I'm in no way trying to cut off this discussion (I'm learning things, so
thanks to those who are sharing knowledge), but I do want to make sure we
answer the OP's question.

ActiveMQ does not distribute the JVM, nor require a user to use any
particular JVM. The pre-requisites for installation (
http://activemq.apache.org/getting-started.html#GettingStarted-Pre-InstallationRequirements)
say that a JVM is required to be installed prior to installing ActiveMQ,
which means that the choice of JVM, and of support options for that JVM, is
still entirely the right, and the responsibility, of the user. So
until/unless ActiveMQ changes our packaging approach and begins bundling
the JVM, ActiveMQ will not change in response to this change by Oracle.

Having addressed that we can go back to discussing the maintenance
lifestyle and options for the JVM, independent of ActiveMQ itself.

Tim

On Sep 16, 2018 4:11 PM, "Alain Rastoul" <alain.rest...@gmail.com> wrote:

Thank you for your comments and answers.

Yes, I understood that oracle would commit to latest openjdk, and as
said by mark reinhold in "who is in charge" talk, that they 'want java
to be around  in 2030' :)
but as you said too, they will not commit to any maintenance branch, and
that is the point: backports and LTS.

I maintain legacy software and could not update my application every 6
months with a new major java version : ok for my code, but I don't know
about glassfish?, spring? other libraries I use like mongo client, sql
jdbc driver? then update old production servers hell ... no way
with the same major java version it is ok once a year if necessary for
patches of course.
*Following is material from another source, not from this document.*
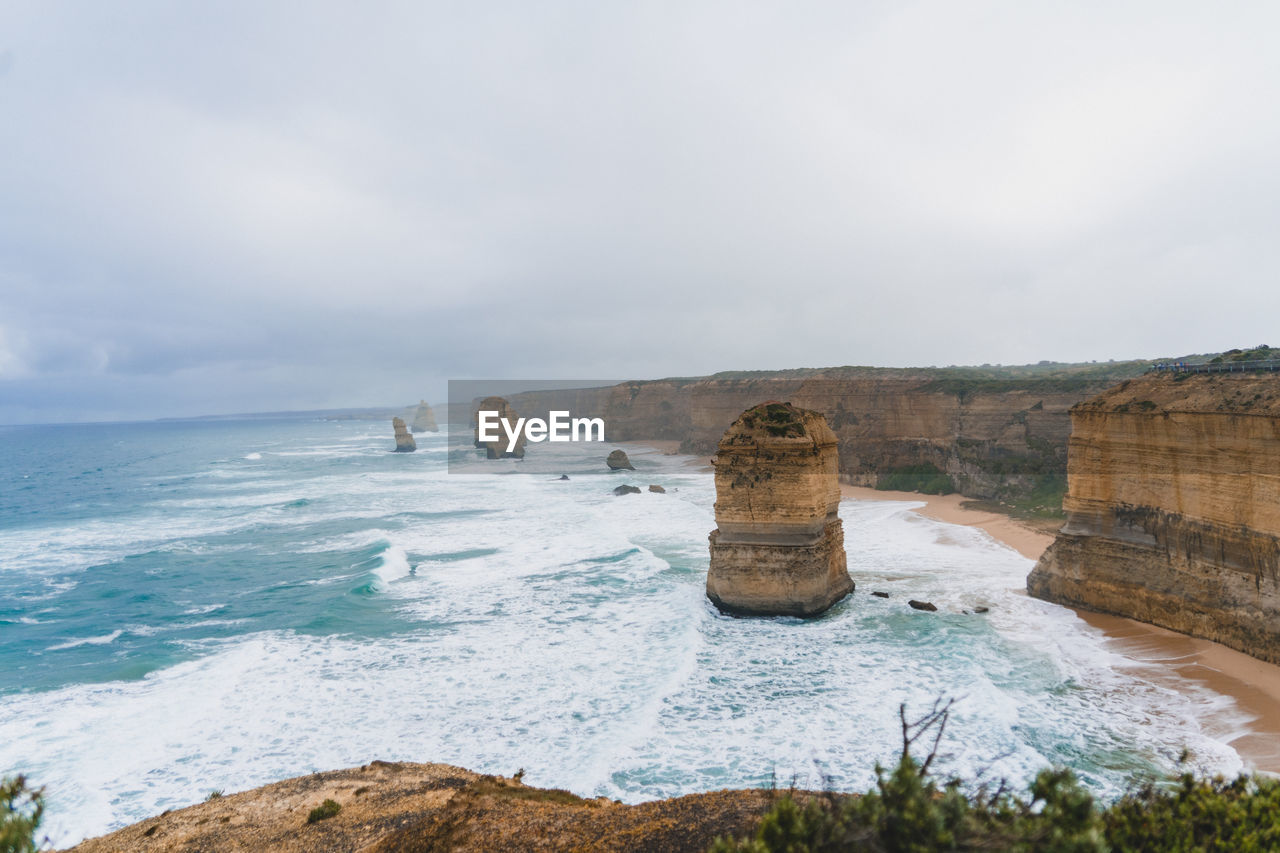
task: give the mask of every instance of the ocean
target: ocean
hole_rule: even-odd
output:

Nothing exceptional.

After digging a bit, I found a medium post with mention of a twitter
message  talking specifically  about LTS release provisioning  by
adoptjdk (the link you gave).
https://medium.com/codefx-weekly/no-free-java-lts-version-b850192745fb

I did not see it first time but in the adoptopenjdk/support/roadmap
section there is a clear mention of LTS release supported for 4 years.
https://adoptopenjdk.net/support.html
The bug fixes backport is not very detailed but there is a clear message
of intention. Let's see how it works.
As you said this is where maintainers have to step in.
This adoptopenjdk initiative is really nice.